Tuple[MuyGPS, NN_Wrapper]

Returns:

  • muygps – A (possibly trained) MuyGPs object.

  • nbrs_lookup – A data structure supporting nearest neighbor queries into train_features.

MuyGPyS.examples.regress.regress_any(regressor, test_features, train_features, train_nbrs_lookup, train_targets)[source]

Simultaneously predicts the response for each test item.

Parameters:
  • regressor (Union[MuyGPS, MultivariateMuyGPS]) – Regressor object.

  • test_features (ndarray) – Test observations of shape (test_count, feature_count).

  • train_features (ndarray) – Train observations of shape (train_count, feature_count).

  • train_nbrs_lookup (NN_Wrapper) – Trained nearest neighbor query data structure.

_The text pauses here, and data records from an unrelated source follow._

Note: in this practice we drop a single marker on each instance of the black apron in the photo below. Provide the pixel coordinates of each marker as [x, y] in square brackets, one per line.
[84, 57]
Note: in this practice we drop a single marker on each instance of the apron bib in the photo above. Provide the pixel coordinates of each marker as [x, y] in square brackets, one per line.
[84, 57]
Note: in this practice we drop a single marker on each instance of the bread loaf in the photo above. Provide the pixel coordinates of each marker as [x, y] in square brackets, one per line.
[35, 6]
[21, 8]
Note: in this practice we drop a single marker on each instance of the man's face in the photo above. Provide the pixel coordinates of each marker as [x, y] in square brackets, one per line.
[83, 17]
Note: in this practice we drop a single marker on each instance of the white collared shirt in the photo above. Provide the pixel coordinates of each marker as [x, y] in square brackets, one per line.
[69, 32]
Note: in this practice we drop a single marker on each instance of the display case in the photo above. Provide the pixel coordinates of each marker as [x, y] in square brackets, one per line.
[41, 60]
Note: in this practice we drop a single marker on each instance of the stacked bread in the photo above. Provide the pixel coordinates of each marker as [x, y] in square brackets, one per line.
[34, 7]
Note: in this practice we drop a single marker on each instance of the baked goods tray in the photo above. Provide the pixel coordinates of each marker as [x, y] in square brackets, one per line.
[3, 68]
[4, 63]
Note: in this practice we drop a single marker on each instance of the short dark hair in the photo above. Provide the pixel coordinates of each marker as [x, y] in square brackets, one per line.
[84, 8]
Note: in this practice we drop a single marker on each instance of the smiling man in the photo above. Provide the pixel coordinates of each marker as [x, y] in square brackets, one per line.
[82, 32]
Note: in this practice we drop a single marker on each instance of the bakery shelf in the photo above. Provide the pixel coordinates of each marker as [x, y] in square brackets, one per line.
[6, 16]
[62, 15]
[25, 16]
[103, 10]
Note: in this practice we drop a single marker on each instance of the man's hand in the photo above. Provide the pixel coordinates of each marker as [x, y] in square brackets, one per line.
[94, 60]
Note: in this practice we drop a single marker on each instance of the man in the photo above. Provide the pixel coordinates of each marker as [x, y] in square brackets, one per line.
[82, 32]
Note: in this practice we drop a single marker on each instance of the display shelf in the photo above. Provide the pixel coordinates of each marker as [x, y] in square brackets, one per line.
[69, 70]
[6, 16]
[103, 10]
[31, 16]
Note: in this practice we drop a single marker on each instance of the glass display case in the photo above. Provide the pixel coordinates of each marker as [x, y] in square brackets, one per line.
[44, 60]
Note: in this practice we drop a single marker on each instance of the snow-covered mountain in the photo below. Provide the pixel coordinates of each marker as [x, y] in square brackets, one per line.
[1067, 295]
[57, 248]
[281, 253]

  • train_targets (ndarray) – Observed response for all training data of shape (train_count, class_count).

Return type:

Tuple[ndarray, ndarray, Dict[str, float]]

Returns:

  • means – The predicted response of shape (test_count, response_count,) for each of the test examples.

  • variances – The independent posterior variances for each of the test examples. Of shape (test_count,) if the argument regressor is an instance of MuyGPyS.gp.muygps.MuyGPS, and of shape (test_count, response_count) if regressor is an instance of MuyGPyS.gp.muygps.MultivariateMuyGPS.

  • timing (dict) – Timing for the subroutines of this function.